Spotify Big Data Management is a data pipeline project designed to process, transform, and analyze event data using big data tools and technologies. It follows a star schema approach, ensuring efficient data storage and retrieval for analytics.
- Event Sim → Generates simulated event data and produces it to Kafka.
- Kafka → Acts as a message broker to handle real-time event streaming.
- Apache Spark → Consumes Kafka messages, processes them, and stores raw data in HDFS.
- Hadoop HDFS → Stores raw and transformed data across different layers (Bronze, Silver, Gold).
- dbt (Data Build Tool) → Transforms data in HDFS using the Spark adapter.
- ClickHouse → A high-performance columnar database for data warehousing.
- Metabase → A business intelligence tool to create visualizations and charts.
- The pipeline starts with Kafka, receiving raw event data generated by Event Sim.
- Apache Spark consumes this data from Kafka and stores it in HDFS (Bronze Layer) in Parquet format.
- Using dbt, the raw data is cleaned, transformed, and structured into Fact and Dimension tables based on a Star Schema.
- This processed data is stored in the HDFS Silver Layer.
- Further transformations are applied using dbt to create aggregated, business-ready data in the HDFS Gold Layer.

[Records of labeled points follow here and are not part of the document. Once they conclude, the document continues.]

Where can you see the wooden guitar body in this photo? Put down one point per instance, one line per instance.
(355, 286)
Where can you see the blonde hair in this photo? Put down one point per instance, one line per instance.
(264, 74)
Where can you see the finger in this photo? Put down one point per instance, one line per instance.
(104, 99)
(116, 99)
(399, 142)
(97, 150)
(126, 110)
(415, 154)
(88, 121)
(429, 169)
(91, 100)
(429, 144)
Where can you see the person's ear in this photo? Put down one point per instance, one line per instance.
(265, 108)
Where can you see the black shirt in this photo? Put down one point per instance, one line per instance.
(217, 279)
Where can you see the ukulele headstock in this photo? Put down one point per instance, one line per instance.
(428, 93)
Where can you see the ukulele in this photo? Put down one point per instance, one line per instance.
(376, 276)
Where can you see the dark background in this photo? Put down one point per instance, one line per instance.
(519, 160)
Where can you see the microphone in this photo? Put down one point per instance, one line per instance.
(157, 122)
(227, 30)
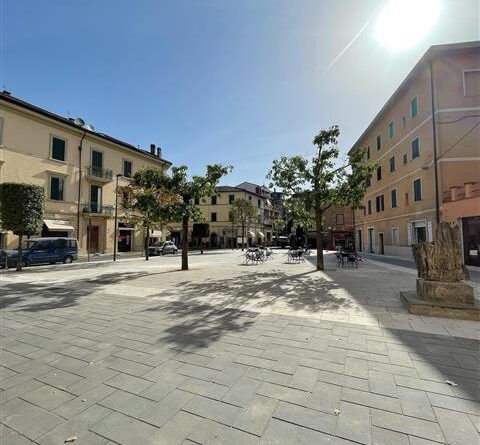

- The Gold Layer data is loaded into ClickHouse, enabling fast analytical queries.
- Metabase is connected to ClickHouse to build insightful dashboards and visualizations.
✔️ Real-time Data Streaming with Kafka
✔️ Scalable Data Storage using HDFS
✔️ Transformations with dbt following Star Schema
✔️ Fast Querying with ClickHouse
✔️ Intuitive Data Visualizations with Metabase
This project enables efficient end-to-end data management, from ingestion to analytics, making it a powerful solution for big data processing.